Natural language processing (NLP) is a scientific field which deals with language in textual form.
Tasks ¶
- Classification:
- Is an e-mail spam or not?
- Topic: Is it about sports, science or religion?
- Language: Is it English, German or French?
- Sentence boundary: Is a character the boundary of a sentence or not?
- Author:
- Identify the author from a given set of authors
- Age of the author
- Gender of the author
- Sentiment analysis (Opinion mining, opinion extraction, sentiment mining, subjectivity analysis)
- Machine Translation (MT): Given a text in language A, return the same content in language B.
- Similarity calculation: Given a corpus of n texts and one text A as
input, find passages of the corpus which are similar to passages of A. This
can be used to detect if students copied content / copyright violation.
- Minimum Edit Distance
- Spelling correction: Find places where the grammar / writing needs to be fixed.
- Word sense disambiguation: If "mouse" is in a sentence, is it about the computer mouse or the animal.
- POS Tagging: Detect adjectives, verbs, nouns in a sentence.
- Summarization / Paraphrasing
- Information extraction: For example, find the date in a calender
application when the user enters the name of the event. Or dates in an e-mail
in order to allow users to create a calender date.
- Named Entity Recognition (NER):
- Find names in a text
- Classify names into names of places, people, organizations and non-names.
- Relation Extraction
- Named Entity Recognition (NER):
- Compound splitting: For German, "Donaudampfschiffskapitän" can be split into the compounds "Donau" (a river) "dampfschiff" (steam boat) and "kapitän" (captain).
Sentiment analysis ¶
Find out how users feel about something.
Sentiment Lexicons are compared by Christopher Potts ("Sentiment Tutorial", 2011):
- General Inquirer is free for research use
- List of categories
- Positive (1915 words) and negative (2291 words)
- strong vs weak, active vs passive, overstated vs understated
- pleasure, pain, virtue, vice, motivation, cognitive orientation, ...
- Spreadsheet
- List of categories
- LIWC - Linguistic Inquiry and Word count: 30 US-Dollar or 90 US-Dollar fee
- 2300 words, more than 70 classes
- affective process (negative and positive emotion)
- cognitive processes: Tentative (maybe, perhaps, guess), Inhibition (block, constraint)
- Pronouns, Negation (no, never), Quantifiers (few, many)

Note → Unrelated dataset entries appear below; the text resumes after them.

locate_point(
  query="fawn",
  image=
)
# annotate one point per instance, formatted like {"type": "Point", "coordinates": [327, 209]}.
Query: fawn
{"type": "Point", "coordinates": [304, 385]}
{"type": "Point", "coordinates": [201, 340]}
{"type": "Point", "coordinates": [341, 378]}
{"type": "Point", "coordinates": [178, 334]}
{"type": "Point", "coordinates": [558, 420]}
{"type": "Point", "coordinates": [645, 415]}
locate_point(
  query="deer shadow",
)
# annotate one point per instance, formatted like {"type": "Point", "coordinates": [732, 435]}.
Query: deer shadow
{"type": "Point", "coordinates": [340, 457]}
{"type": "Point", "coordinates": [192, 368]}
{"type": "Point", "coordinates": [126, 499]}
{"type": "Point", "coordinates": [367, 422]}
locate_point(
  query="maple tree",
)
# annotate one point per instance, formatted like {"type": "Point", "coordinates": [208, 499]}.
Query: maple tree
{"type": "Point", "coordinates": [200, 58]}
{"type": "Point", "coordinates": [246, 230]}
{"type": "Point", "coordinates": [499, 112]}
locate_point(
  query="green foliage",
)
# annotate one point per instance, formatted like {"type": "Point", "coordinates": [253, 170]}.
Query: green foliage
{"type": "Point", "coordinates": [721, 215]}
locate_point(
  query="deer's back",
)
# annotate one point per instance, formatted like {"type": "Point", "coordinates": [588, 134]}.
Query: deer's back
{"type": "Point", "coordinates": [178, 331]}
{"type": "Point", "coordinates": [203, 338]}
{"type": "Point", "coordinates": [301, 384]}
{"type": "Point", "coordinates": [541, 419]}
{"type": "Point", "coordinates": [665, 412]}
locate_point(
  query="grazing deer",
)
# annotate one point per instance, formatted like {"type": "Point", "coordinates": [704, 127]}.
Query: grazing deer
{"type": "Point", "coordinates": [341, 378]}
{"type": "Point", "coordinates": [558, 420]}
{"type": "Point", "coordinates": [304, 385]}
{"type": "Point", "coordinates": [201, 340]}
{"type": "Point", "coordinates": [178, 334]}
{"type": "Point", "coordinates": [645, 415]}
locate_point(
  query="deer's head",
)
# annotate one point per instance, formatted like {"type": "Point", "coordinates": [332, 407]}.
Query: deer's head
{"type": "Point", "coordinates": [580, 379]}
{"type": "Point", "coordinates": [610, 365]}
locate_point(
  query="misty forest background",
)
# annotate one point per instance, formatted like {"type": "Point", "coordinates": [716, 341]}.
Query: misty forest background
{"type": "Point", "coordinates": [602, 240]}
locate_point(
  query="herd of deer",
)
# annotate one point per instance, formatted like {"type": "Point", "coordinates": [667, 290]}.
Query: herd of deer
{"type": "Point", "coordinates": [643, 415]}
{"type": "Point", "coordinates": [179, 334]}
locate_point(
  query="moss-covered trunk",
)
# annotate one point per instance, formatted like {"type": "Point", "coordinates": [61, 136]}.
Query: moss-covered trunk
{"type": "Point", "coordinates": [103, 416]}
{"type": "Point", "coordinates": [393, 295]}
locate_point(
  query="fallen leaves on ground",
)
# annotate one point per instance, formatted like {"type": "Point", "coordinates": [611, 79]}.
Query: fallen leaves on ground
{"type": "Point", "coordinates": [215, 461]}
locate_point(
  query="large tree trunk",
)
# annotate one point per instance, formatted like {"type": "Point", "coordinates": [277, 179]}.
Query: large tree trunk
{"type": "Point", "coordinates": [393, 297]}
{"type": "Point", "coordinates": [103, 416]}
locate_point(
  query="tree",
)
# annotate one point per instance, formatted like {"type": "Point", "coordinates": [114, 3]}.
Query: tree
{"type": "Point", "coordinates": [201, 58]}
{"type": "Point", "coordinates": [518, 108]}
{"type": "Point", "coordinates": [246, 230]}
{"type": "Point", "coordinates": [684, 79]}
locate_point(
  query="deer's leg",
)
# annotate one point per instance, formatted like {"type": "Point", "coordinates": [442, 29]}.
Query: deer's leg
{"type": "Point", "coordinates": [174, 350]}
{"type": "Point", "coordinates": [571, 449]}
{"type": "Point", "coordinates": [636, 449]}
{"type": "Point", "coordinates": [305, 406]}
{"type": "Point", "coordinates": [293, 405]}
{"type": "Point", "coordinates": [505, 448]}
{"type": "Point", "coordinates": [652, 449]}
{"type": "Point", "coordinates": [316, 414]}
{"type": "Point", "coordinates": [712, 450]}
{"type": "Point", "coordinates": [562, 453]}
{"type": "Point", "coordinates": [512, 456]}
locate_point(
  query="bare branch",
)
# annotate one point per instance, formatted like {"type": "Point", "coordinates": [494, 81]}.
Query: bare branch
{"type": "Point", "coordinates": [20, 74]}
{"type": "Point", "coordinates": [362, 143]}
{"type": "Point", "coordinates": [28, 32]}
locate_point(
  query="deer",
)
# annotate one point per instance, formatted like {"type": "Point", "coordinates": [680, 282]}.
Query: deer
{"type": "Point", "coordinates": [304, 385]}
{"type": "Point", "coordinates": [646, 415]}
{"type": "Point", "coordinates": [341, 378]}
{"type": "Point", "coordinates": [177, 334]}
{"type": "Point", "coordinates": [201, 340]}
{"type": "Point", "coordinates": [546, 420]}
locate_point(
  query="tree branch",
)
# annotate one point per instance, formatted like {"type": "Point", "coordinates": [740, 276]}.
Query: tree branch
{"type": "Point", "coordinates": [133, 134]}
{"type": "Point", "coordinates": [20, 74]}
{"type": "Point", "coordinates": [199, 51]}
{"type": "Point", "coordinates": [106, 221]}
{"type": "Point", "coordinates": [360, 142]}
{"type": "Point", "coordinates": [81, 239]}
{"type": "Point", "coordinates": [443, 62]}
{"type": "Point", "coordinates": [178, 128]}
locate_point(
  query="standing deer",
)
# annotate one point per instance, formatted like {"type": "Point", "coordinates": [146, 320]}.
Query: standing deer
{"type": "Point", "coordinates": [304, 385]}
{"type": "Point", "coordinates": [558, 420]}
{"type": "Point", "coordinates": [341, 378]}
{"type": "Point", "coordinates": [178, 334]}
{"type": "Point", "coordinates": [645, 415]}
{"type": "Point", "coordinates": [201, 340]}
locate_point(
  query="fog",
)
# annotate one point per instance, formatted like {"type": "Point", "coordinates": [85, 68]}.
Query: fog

- Bing Liu Opinion Lexicon
- 6786 words (2006 positive, 4783 negative)
- SentiWordNet
Positivity of a word can be infered from reviews. Reviews with many stars should have positive words, reviews with only one or two stars should have negative words.
Text generation ¶
Generate text in a given style / tone.
- Andrej Karpathy: The Unreasonable Effectiveness of Recurrent Neural Networks
Named Entity Recognition ¶
Named entities are sequences of word tokens. Each word token can either be other (O), the beginning of a namend entity (B) or the continuation of a named entity (I):
IO-encoding IOB-encoding
Adam PER B-PER
gives O O
Berta PER B-PER
Charlies PER B-PER
Smith PER I-PER
's O O
table O O
--------------------------------------
#NER 2 3
IOB encoding
Relation Extraction ¶
- ACE (Automated Content Extraction): 17 relations from 2007 "Relation Extraction Task"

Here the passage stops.